Belief: A story of loss and how I learned to tell the truth

Belief

The stories in “The Little Deaths” range from memories of the 1980 eruption of Mt. St. Helens to the details of an absurdist funeral attended by cast members of a hit TV show. Volume No. 2, “Belief,” is the story of what it’s like to lose a parent at a young age and question the world around you as a result.

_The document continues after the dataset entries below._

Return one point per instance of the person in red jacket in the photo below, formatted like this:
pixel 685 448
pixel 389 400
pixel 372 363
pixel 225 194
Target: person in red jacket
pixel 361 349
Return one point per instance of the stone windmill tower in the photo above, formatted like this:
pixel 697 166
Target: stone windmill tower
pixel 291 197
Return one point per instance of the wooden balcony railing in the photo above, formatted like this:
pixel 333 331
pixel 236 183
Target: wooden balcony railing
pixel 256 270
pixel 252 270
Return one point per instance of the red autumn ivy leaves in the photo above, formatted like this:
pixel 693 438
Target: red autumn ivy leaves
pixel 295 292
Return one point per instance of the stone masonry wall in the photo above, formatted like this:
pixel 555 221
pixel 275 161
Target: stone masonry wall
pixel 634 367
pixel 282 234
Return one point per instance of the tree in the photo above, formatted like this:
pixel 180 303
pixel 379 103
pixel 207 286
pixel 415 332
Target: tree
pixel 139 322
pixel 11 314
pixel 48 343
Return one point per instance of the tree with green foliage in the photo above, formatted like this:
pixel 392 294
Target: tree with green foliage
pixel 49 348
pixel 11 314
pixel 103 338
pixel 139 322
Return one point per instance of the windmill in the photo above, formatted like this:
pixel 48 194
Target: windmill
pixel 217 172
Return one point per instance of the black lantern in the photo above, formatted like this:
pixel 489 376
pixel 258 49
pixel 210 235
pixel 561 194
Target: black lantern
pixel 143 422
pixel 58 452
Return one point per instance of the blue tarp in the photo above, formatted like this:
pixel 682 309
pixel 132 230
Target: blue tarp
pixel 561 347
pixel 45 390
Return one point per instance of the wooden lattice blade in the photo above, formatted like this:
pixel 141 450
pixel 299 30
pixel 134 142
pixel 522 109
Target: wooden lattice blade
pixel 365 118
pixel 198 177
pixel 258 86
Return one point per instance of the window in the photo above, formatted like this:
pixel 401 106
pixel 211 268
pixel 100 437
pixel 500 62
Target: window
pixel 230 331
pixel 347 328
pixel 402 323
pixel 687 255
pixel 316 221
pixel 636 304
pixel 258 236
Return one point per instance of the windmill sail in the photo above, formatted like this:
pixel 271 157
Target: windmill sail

36 pages (4.5″ x 6″), limited to 200 copies, signed by the author

Each volume of The Little Deaths features original artwork done exclusively for that book. Each artist was given a story/essay and invited to interpret the text as she or he saw fit. There has so far been no arguing. But there has been a lot of trading ideas, sending images back and forth, editing copy, and debating colors and fonts. In other words, these books really are collaborations.

Excerpt from the book:

I stared at a blank piece of paper in the typewriter on the floor of my bedroom. Hunched over it, I practiced in my head the best approach to this lie. I wanted it to be convincing, but I couldn’t overdo it. Too much enthusiasm and effusiveness and everyone would know that it was satire—that I was making fun of them, of myself, of this entire year.

“Why Jesus Christ Is Important in My Life” was the theme of the short essay we had to prepare and read at our confirmation ceremony. The typewriter only produced letters in a script font, lending each word a saccharine appearance, as if they would be perfectly at home on a plaque bearing an inspirational poem. It was perfect for subterfuge.

I typed a paragraph, stared at it. I told myself not to think too much. This was supposed to be in my voice, personalized, heartfelt. I did what I was supposed to do: I capitalized “He” and “Him.” I talked about personal struggle. I constructed sentences about learning to overcome hardship with His guidance. I gave it a conclusion about strength, compassion, and understanding.

When I stood up in front of the congregation of the church in which I would never again set foot, however, I could not be completely numb. These pleasant faces, hushed, maybe a bit bored from hearing 13-year-olds stutter and mumble their way through turgid prose, looked proud of their families and friends and also like they’d heard it all before. What I had written was no different in tone, really, but I imagined I was sharing a secret. I was also horrified to realize as I read it out loud now that some of what was stamped into this paper in front of me was true.